The ingredients of this beer, printed in big bold letters all over the label, reads as though is should be spectacular, but sadly it’s little more than average.
Bristol Beer Factory’s Belgian Rye has a boozy fruit and flowerbed aroma and sits a slightly murky bronze in my glass.
Brewed with, “imported wet Belgian Trappist style yeast,” rye and a bunch of hops, the flavour is far from the, “ultimate balance of malt and hops and yeast.”
For a start there’s an alcohol burn that borders on the nasty.
Under it you can vaguely make out that earthy liquorice body that a Trappist style yeast (and why is it Trappist style yeast?
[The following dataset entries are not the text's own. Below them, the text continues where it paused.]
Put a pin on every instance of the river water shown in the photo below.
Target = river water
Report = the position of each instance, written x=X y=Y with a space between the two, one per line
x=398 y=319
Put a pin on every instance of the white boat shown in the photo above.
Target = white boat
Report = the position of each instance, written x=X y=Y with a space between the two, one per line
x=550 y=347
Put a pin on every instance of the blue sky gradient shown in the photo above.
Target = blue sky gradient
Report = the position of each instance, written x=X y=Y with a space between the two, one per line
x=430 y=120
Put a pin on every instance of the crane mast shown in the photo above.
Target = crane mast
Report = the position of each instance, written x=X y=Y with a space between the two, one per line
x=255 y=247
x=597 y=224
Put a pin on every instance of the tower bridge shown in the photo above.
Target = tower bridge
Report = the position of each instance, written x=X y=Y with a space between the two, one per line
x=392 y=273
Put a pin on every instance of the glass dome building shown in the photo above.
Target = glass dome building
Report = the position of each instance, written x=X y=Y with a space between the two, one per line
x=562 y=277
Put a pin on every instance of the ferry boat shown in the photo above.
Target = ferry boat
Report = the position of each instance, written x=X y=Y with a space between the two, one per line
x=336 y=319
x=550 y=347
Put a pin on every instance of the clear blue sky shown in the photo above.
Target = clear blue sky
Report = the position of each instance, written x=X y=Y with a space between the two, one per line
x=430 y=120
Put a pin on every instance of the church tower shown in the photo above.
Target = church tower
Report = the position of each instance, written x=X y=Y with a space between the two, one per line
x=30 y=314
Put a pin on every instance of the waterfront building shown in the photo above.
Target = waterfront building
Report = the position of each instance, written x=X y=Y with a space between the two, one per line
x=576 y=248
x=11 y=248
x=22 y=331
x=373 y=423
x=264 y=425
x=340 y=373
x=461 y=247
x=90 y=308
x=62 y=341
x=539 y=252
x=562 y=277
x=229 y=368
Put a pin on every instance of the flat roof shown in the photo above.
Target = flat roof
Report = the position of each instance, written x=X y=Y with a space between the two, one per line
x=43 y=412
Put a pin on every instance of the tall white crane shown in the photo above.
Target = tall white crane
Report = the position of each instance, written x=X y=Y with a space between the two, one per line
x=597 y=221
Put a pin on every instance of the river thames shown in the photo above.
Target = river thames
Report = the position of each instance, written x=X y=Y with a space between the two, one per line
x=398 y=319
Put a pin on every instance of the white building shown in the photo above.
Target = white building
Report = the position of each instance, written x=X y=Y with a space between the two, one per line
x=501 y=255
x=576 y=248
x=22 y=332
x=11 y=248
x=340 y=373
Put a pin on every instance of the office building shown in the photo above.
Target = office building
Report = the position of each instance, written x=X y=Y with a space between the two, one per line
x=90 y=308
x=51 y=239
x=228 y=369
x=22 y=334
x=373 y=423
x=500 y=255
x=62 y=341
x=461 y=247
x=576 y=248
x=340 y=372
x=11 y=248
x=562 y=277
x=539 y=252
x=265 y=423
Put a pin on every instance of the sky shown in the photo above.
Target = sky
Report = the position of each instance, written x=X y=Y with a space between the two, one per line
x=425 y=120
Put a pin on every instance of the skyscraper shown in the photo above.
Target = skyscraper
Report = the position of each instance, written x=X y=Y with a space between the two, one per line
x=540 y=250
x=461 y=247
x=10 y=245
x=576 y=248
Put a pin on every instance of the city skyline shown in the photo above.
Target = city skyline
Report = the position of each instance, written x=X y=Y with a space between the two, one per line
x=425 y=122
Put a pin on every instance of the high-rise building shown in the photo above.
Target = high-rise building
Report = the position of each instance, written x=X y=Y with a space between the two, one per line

That’s a weird description, no?) might give.
Think Rochefort 6 and divide it by three.
About like that.
There’s some toffee and a little meaty pumpernickel from the malts along with green herbal leaves, mandarins and lemongrass fro the hops, but there’s also a slightly unpleasant aftertaste that I can’t quite put my finger on, bordering on sour and acidic it scrapes away any of the sweet roundness that might otherwise have built this into a decent enough little beer.
Belgian Rye is not a terrible beer, and liking this brewery as much as I do, maybe I was just hoping for too much from this bottle.
But then it doesn’t half shout about how good it thinks it is.